In 2023 she authored legislation to eliminate fees that state inmates pay for phone calls, saying it will help inmates stay connected with their families and reenter society after incarceration. She also wrote a law lowering the threshold for pardons and commutations from unanimous support of the state Board of Pardons to a two-thirds majority.

During the 2021 Minneapolis mayoral election, Agbaje did not endorse incumbent Jacob Frey, and signed on to a letter that advocated for a "new mayor" who would do more to end racial disparities and increase public safety. She supported voting "yes" on City Question 2, which would have renamed the Minneapolis Police Department the Minneapolis Department of Public Safety, removed minimum staffing levels for sworn officers, and shifted oversight of the new agency from the mayor's office to the city council.

==== Other political positions ====
Agbaje is pro-choice, and in 2023 authored a bill that offered legal protections to patients who travel to Minnesota for an abortion and the providers who treat them. She sponsored a bill that would allow undocumented immigrants to access MinnesotaCare, the state's health insurance for low-income families.

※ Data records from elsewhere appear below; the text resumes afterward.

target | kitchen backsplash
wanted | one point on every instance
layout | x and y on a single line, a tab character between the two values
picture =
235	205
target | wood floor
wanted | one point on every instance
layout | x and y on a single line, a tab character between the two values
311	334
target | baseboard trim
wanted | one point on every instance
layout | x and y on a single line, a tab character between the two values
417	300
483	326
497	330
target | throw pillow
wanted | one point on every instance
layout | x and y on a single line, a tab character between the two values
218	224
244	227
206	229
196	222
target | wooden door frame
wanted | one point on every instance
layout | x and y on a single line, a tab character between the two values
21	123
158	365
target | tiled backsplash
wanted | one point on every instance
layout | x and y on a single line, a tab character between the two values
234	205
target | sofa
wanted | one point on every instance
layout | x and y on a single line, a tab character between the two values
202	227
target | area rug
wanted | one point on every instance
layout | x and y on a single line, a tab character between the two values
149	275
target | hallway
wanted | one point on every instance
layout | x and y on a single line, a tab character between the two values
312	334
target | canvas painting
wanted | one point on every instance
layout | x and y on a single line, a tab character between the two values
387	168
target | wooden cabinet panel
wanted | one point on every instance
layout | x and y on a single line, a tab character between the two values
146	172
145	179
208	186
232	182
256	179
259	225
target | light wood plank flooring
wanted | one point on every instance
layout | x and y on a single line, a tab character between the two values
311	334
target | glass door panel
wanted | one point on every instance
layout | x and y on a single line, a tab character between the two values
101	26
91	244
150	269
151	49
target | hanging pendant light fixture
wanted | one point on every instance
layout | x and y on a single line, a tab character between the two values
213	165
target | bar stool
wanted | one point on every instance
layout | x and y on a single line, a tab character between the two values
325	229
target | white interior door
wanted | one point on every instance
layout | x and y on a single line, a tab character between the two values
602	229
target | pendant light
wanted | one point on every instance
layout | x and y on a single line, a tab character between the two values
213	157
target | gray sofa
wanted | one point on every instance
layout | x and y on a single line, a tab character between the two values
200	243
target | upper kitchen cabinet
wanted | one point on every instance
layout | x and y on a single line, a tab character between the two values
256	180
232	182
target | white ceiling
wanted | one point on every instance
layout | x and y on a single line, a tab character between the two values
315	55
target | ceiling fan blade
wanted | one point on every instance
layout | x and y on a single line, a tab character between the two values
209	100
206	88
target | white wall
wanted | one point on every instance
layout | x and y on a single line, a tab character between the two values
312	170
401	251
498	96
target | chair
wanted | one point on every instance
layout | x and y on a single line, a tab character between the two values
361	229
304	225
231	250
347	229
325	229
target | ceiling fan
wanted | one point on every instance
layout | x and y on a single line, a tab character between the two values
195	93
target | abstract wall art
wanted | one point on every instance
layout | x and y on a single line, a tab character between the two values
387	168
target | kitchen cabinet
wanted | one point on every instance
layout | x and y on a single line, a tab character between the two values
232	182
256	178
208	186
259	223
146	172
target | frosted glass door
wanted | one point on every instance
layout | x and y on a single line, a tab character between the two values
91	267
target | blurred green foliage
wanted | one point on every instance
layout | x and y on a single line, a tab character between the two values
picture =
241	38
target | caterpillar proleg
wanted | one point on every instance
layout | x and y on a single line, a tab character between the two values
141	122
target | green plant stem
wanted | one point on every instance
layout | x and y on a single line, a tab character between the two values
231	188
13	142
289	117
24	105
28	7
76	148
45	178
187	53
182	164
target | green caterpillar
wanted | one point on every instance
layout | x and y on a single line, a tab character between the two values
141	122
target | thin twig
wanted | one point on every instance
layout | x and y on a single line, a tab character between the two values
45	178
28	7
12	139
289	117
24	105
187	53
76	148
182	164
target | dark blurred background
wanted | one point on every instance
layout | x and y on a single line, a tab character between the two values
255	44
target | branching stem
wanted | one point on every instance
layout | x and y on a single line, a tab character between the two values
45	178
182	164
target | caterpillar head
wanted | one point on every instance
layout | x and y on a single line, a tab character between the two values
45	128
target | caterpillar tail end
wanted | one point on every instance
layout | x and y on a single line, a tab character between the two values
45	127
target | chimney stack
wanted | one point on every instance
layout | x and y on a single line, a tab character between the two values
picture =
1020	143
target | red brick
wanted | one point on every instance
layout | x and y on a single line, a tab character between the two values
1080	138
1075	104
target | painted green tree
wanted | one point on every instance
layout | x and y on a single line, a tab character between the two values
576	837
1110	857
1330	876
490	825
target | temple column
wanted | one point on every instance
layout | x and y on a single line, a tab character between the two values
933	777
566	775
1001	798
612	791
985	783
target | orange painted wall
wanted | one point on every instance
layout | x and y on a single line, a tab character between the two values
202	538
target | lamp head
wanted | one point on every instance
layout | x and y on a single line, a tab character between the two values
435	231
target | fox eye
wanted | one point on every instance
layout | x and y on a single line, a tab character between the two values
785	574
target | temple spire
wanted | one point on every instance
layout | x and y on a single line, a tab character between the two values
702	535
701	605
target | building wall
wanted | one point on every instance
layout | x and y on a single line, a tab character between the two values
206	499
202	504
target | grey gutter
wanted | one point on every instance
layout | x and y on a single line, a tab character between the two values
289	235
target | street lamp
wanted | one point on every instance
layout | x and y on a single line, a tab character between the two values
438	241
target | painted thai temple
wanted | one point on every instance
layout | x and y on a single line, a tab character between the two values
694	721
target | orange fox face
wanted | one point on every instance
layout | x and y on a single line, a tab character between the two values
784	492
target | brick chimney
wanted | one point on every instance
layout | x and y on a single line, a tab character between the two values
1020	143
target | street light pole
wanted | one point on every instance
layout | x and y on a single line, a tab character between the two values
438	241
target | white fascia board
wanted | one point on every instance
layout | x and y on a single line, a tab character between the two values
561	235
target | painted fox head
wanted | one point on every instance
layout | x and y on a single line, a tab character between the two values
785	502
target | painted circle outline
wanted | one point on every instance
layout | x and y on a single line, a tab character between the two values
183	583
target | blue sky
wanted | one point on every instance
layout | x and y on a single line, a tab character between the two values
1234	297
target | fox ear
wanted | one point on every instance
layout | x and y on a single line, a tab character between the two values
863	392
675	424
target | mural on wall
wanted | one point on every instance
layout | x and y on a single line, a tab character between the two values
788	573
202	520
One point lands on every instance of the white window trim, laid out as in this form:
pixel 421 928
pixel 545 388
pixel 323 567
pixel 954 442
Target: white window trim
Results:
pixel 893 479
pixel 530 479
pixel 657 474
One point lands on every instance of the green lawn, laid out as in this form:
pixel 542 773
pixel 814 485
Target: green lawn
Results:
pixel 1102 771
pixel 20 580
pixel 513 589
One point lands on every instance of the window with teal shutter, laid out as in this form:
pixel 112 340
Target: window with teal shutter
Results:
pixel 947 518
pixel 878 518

In 2023, Agbaje advocated against fully eliminating the state tax on Social Security income, saying it should be targeted to low- and middle-income seniors. She joined environmental advocates in pushing for the closing of a metal shredder in North Minneapolis after a stockpile caught fire.

== Electoral history ==

2020 DFL Primary for Minnesota State House − District 59B
| Party |  | Candidate | Votes | % |
|---|---|---|---|---|
|  | Democratic (DFL) | Esther Agbaje | 4,443 | 48.24 |
|  | Democratic (DFL) | Raymond Dehn (incumbent) | 3,839 | 41.65 |
|  | Democratic (DFL) | Isaiah Whitmore | 932 | 10.24 |
| Total votes |  |  | 9,211 | 100.0 |

2020 Minnesota State House − District 59B
| Party |  | Candidate | Votes | % |
|---|---|---|---|---|
|  | Democratic (DFL) | Esther Agbaje | 17,649 | 74.35 |
|  | Republican | Alan Shilepsky | 4,249 | 17.90 |
|  | Green | Lisa Neal-Delgado | 1,804 | 7.60 |
|  | Write-in |  | 37 | 0.16 |
| Total votes |  |  | 23,739 | 100.0 |
|  | Democratic (DFL) hold |  |  |  |

2022 Minnesota State House − District 59B
| Party |  | Candidate | Votes | % |
|---|---|---|---|---|
|  | Democratic (DFL) | Esther Agbaje (incumbent) | 13,225 | 98.51 |
|  | Write-in |  | 200 | 1.49 |
| Total votes |  |  | 13,425 | 100.0 |
|  | Democratic (DFL) hold |  |  |  |

2024 Minnesota State House − District 59B
| Party |  | Candidate | Votes | % |
|---|---|---|---|---|
|  | Democratic (DFL) | Esther Agbaje (incumbent) | 16,791 | 82.34 |
|  | Republican | Kenneth Smoron | 3,549 | 17.4 |
|  | Write-in |  | 52 | 0.26 |
| Total votes |  |  | 20,392 | 100.0 |
|  | Democratic (DFL) hold |  |  |  |

== Personal life ==
Agbaje lives in Minneapolis, Minnesota.